True red peppercorns are the fully ripe fruit of the piper nigrum vine from which black, white and green peppercorns also come. (The differences in color, flavor and aroma are due to different harvesting times and processing methods.) Red peppercorns are left on the vine to soak up the sun until the berries are mature. Just as they turn yellow and red, they are plucked by hand.

Ripe red peppercorns are very fragile. Although fresh clusters are occasionally found in the markets in Kerala and other pepper-growing regions, most ripe pepper berries are immediately brined and sealed in jars.

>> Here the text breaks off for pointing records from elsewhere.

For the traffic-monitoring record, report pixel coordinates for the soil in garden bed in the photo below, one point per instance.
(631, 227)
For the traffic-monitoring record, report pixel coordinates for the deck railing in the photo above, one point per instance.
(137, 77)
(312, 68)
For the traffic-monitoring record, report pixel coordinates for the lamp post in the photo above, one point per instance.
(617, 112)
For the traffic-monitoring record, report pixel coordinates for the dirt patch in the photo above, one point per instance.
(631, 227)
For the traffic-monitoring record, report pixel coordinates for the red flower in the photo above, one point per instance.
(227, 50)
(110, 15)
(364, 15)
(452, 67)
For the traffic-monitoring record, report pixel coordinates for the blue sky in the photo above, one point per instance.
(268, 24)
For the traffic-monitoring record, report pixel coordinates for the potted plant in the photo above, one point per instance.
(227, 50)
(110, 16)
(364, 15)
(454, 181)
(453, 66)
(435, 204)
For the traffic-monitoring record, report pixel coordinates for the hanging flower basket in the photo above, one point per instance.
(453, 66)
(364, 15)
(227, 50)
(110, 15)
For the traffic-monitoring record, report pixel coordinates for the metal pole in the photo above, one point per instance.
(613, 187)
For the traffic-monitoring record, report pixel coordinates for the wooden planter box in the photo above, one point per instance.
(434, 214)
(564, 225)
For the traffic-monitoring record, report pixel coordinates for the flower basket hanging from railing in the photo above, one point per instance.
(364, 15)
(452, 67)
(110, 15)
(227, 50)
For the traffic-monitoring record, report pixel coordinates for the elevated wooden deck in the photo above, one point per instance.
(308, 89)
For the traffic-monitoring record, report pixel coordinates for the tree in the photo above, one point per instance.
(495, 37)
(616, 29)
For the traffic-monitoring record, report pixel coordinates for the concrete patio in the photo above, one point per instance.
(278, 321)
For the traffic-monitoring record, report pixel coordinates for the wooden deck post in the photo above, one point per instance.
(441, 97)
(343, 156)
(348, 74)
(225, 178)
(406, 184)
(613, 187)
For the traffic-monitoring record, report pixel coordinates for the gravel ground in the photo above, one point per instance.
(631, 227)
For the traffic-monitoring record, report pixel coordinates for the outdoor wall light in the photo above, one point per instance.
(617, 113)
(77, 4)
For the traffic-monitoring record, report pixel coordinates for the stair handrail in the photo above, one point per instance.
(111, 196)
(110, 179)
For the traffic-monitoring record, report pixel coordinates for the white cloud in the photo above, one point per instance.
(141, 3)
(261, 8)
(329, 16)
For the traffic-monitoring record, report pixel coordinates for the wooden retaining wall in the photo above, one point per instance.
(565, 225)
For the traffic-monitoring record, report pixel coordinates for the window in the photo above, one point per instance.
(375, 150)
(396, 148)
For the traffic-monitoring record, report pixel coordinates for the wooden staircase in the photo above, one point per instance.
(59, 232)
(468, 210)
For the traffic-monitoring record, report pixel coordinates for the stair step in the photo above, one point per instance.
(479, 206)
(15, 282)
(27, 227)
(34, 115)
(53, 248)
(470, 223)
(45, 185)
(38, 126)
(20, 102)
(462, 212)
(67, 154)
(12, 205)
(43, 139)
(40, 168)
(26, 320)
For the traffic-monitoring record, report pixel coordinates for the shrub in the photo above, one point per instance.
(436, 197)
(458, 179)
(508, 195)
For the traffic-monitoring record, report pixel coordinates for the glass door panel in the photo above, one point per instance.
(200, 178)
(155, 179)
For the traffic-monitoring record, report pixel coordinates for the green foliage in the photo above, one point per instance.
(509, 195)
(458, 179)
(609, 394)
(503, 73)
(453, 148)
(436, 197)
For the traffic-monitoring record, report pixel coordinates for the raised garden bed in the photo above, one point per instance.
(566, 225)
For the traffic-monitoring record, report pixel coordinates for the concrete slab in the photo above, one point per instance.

Attempts at drying ripe peppercorns have been unsuccessful: The husks are so papery that they are difficult to use in the kitchen.

Freeze dried red peppercorns have a papery husk and even though the inner core is firm, they don’t grind well in any sort of peppermill. Instead, crush them in a mortar and pestle or gently smash them in a plastic ziplock bag with a hammer or rolling pin,

Sweet red peppercorns are wonderful with briny fresh shellfish, such as shrimp or lobster and some citrus, such as oranges, clementines and tangerines. I love to marinate raw shrimp in crushed red peppercorns, then sautee them with clementine sections, shredded ginger and toasted walnuts. The dish has a marvelous interplay of sweet and spicy flavors which is offset by the rich, crunchy nuts.